Metronomy - Nights Out
Cut Copy, Late of the Pier, Does It Offend You Yeah? Not a week since reviewing Friendly Fires' debut, this year's flux of indie-friendly dance releases continues with Metronomy's Nights Out. The brainchild of Brightonite Joseph Mount, joined live onstage by two fellows who help out with instruments and an interesting approach to lighting, Metronomy are steadily gaining the kind of cool cred that an electronic act has to have before Kylie can ask for a freebie. Whether or not Mount opts for that route rests on the success of this second album, an unusual offering that could quite easily become a cult concern rather than a mega-hit.

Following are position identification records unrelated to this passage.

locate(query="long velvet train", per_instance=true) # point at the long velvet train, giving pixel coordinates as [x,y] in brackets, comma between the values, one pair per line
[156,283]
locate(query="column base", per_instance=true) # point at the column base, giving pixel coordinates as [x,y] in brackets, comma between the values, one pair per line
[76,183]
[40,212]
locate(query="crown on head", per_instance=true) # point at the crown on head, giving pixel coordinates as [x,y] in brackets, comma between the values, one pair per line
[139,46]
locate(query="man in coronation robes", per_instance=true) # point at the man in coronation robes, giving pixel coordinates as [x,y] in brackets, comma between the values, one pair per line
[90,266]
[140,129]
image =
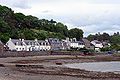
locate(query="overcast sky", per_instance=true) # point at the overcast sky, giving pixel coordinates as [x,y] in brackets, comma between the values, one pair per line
[92,16]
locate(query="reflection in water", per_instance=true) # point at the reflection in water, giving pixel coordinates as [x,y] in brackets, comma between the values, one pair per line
[97,66]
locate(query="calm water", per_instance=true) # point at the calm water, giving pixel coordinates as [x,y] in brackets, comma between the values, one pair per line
[97,66]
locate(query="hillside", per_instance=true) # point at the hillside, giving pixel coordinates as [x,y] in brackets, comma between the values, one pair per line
[18,25]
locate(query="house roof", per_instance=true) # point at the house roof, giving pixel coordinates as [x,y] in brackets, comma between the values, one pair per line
[1,43]
[27,42]
[19,42]
[96,41]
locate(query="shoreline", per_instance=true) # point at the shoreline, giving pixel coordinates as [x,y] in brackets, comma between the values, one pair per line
[53,66]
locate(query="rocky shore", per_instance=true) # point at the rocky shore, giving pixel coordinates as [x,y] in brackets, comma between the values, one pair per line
[53,66]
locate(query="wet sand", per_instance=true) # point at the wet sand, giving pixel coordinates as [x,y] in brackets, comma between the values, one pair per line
[49,70]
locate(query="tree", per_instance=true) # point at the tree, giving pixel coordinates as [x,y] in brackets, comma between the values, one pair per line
[76,33]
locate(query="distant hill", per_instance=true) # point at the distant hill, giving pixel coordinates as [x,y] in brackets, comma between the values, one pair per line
[18,25]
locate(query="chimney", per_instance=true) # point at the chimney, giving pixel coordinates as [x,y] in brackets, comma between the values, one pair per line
[74,39]
[9,38]
[67,39]
[22,40]
[36,40]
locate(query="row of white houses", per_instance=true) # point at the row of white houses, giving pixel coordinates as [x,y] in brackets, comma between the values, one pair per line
[42,45]
[27,45]
[51,44]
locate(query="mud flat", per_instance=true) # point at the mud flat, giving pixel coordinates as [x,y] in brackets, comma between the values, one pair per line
[52,68]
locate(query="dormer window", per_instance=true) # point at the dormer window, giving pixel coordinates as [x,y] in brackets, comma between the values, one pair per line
[16,43]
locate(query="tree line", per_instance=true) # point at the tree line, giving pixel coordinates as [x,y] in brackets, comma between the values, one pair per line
[18,25]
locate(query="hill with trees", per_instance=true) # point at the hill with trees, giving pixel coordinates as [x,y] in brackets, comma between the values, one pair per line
[18,25]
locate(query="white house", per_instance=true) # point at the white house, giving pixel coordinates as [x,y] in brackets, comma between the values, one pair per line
[27,45]
[44,45]
[97,44]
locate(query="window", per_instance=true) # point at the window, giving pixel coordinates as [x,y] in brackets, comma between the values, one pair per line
[43,43]
[40,43]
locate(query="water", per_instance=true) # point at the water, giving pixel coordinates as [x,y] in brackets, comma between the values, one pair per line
[113,66]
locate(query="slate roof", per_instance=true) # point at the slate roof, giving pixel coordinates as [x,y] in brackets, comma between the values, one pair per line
[19,42]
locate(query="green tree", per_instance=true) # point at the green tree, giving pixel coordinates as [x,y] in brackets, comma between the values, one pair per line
[76,33]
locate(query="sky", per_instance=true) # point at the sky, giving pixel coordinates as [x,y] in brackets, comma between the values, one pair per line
[92,16]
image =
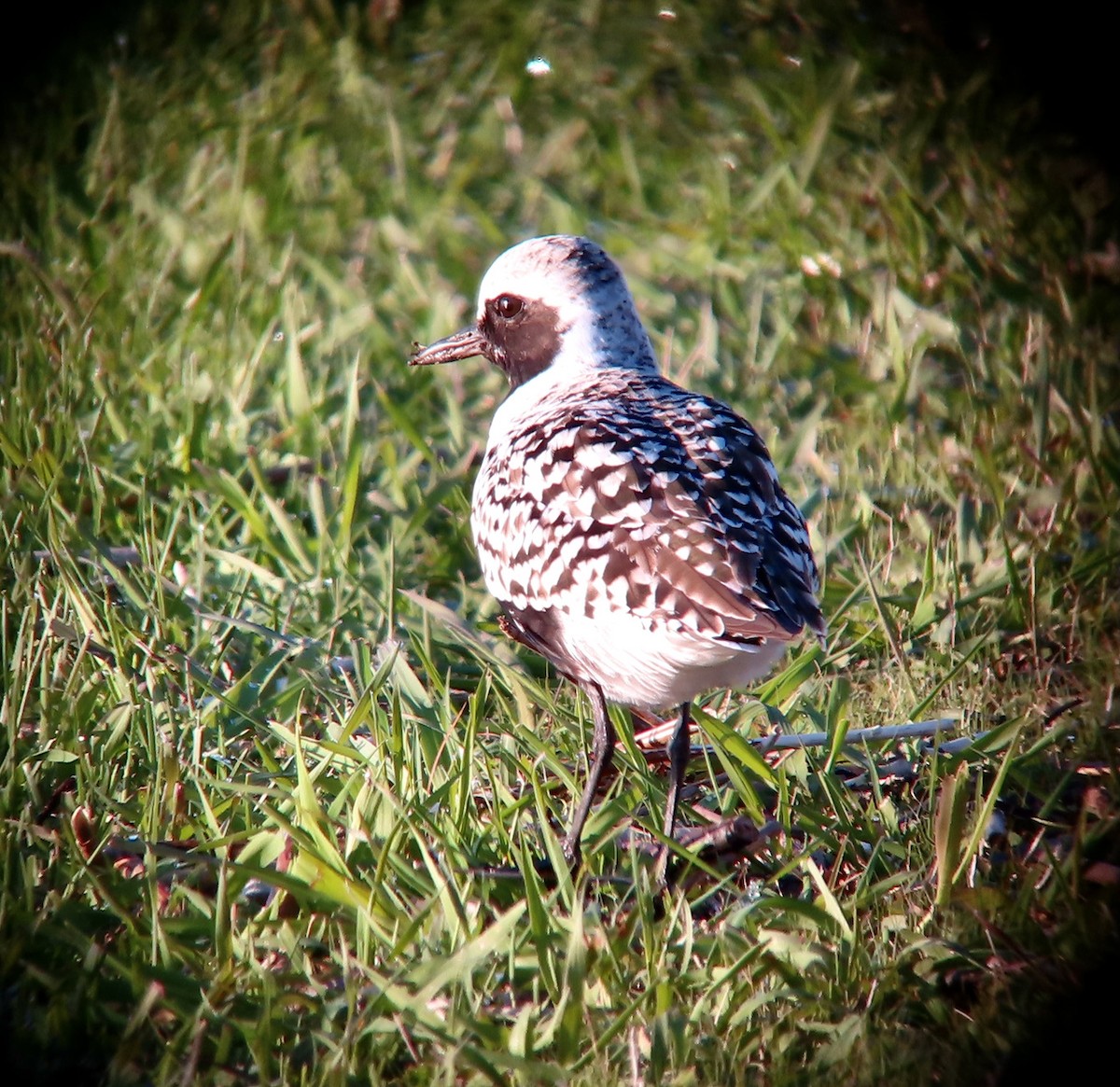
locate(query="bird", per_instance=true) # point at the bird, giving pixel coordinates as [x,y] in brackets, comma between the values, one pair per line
[634,533]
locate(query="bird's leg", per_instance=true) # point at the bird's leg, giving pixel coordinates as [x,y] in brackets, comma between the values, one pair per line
[603,752]
[679,746]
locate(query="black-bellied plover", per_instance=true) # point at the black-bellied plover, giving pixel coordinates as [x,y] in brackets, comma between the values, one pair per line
[636,533]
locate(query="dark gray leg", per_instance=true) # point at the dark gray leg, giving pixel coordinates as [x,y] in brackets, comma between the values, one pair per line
[603,752]
[679,746]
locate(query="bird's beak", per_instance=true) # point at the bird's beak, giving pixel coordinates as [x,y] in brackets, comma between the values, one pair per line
[466,343]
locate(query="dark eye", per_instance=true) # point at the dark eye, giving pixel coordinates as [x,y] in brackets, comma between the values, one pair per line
[508,306]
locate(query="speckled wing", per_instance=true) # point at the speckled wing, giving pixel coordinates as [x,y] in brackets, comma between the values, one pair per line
[647,499]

An intro of plucked guitar and marching drums over shuddering electronic farts immediately sets a, shall we say, particular tone. I don't doubt some people who purchase this album will be going 'WTF?!' one minute in. Three minutes in, when a second instrumental, the barmy The End of You Too, kicks in, that 'WTF?!' will be said in a good way. With its sudden shifts in tone and tempo and - of all things - a harmonica riding over the top for the climax, this aims for Aphex Twin weirdness and comes up trumps. With a renewed sense of confidence in Mount, it's on to last year's single Radio Ladio. Uh-oh. When confronted with a pretty standard 'let's be arch' outing going for a D.A.N.C.E.-style femme singalong (and failing), the question of quality control simply has to arise.

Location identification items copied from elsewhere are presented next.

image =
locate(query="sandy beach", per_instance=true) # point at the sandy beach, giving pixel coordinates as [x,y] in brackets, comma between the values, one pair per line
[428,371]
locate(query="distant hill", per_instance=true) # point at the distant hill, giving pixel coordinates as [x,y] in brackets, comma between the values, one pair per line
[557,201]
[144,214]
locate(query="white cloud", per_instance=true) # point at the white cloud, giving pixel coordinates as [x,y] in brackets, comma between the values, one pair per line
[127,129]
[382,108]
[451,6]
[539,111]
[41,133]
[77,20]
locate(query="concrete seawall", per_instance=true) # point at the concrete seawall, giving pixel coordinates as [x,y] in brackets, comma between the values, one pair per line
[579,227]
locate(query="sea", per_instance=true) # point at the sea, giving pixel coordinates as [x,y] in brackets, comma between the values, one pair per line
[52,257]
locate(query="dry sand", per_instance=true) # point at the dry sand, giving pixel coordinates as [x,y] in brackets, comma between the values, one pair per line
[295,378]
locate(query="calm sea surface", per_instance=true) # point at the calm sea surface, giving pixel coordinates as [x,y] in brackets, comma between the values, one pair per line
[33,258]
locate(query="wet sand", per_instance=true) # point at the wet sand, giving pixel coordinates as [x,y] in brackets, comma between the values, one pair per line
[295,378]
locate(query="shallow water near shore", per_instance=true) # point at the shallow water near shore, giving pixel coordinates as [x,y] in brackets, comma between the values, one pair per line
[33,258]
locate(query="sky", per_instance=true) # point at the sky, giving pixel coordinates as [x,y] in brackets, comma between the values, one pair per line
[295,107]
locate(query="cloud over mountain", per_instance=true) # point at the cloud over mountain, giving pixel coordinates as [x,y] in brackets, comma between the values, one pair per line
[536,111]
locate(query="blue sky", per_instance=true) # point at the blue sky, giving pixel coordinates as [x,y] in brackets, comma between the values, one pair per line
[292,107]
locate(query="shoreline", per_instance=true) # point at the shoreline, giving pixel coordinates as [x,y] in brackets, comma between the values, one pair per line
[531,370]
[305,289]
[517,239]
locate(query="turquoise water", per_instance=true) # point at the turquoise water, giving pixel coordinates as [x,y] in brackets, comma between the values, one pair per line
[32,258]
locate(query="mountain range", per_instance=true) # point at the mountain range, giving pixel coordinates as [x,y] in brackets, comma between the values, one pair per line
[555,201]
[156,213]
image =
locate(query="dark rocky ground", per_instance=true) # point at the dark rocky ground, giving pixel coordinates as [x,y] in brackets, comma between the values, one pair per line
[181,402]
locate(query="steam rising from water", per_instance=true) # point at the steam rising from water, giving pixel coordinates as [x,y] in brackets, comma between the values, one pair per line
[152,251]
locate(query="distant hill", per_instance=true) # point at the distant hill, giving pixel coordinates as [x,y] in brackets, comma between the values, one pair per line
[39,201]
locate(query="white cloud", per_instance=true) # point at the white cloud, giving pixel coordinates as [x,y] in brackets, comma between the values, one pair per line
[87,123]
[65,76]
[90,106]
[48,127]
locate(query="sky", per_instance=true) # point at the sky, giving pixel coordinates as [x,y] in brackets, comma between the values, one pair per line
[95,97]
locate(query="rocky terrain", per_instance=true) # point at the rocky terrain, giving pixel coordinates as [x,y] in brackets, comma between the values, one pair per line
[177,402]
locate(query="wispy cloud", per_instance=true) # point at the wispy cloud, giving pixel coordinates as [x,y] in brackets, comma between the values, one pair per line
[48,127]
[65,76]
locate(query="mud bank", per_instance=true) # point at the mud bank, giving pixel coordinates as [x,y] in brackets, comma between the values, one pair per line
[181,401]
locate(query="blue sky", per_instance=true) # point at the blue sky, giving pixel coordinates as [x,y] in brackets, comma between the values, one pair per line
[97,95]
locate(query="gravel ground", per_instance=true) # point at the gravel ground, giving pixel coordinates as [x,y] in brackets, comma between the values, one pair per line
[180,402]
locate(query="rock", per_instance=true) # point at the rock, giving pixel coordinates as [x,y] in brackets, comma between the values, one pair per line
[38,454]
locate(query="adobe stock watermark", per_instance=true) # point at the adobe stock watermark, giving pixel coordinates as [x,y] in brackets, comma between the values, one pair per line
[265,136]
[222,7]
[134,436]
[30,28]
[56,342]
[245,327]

Make no mistake: when Nights Out is good, it's really really good. Holiday features a big fat bassline nicked from late '70s New York, while My Heart Rate Rapid chanted vocals and scaling synths exhibit a Knife-like oddness. You're probably becoming familiar with Heartbreaker, officially this autumn's Breakout Pop Hit; initially, I found it annoying but there's no doubting that the deceptively simple chorus will catch on with fans of Hot Chip's brand of geek-pop. This affinity for eccentricity is what ruins the album for me, though. Frankly, A Thing For Me's imitation female vocals and desperate quirkiness contribute to nothing more than a try-hard mess. Meanwhile, the album's remaining instrumentals range from repetitive to downright irritating - On the Motorway's irritating synth motif sounds like it's been bashed out in a matter of seconds.

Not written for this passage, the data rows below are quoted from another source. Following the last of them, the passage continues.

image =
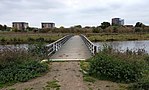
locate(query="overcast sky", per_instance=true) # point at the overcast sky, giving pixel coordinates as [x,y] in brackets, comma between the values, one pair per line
[73,12]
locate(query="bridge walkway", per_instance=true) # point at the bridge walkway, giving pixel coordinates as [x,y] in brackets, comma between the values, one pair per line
[73,49]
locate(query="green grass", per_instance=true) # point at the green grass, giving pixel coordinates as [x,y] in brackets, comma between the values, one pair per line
[89,78]
[117,37]
[26,38]
[18,65]
[52,85]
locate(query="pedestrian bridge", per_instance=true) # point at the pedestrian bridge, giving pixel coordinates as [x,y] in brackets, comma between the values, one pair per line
[71,47]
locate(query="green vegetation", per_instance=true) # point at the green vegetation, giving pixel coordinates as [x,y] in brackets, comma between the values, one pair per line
[89,78]
[19,65]
[124,67]
[52,85]
[26,38]
[117,37]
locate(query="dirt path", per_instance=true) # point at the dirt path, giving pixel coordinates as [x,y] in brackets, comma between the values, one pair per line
[68,76]
[67,73]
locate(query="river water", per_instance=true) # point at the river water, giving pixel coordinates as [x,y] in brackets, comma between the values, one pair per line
[123,45]
[119,45]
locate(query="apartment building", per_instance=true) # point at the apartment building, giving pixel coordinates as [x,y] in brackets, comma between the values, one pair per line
[22,26]
[117,21]
[47,25]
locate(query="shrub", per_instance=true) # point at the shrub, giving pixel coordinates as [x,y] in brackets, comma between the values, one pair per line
[107,66]
[18,65]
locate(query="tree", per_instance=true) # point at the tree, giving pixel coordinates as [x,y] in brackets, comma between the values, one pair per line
[139,24]
[104,25]
[78,26]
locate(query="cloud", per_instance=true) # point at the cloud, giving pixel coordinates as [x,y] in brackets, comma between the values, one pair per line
[71,12]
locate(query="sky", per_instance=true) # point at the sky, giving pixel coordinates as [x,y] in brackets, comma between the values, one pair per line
[73,12]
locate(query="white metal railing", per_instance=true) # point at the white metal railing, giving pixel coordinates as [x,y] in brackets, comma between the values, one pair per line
[93,48]
[55,46]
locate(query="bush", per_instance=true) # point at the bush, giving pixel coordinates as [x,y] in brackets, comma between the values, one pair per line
[106,66]
[18,65]
[21,72]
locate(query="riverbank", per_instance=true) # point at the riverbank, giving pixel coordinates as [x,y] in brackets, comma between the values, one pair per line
[117,37]
[28,38]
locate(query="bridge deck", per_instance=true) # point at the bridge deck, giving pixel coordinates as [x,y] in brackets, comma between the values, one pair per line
[73,49]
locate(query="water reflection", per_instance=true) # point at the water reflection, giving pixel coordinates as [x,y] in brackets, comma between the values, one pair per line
[123,45]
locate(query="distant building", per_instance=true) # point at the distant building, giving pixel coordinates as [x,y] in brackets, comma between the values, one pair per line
[20,26]
[129,26]
[117,21]
[47,25]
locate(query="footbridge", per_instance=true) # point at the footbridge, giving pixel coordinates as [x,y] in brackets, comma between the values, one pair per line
[71,47]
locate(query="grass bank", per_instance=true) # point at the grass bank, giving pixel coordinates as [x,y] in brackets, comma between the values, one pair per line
[28,38]
[123,67]
[117,37]
[20,65]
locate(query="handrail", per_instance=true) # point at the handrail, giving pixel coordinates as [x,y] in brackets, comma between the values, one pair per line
[93,48]
[55,46]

The best thing that can be said about Nights Out is that it's never nondescript. The uneven quality of the material sometimes borders on infuriating, yes, but it's not bland. At the very least, the concluding outro, employing a more organic approach save some requisite but spare electronic noises, suggests Mount could move into prog territory. If that's not his career plan, then I urge him to make more tracks like On Dancefloor. Reining in his excesses, this perfectly fine slice of streamlined synth-pop talks of 'disappointment on dancefloors', recognising the fact that many of the best dance tracks are based on longing and frustration. Ironically, seeing as it's an album highlight, this song features a forlorn vocal from Mount claiming 'I wanna get more from this'; if he sang that line on five or six of this album's other tracks, I would be agreeing.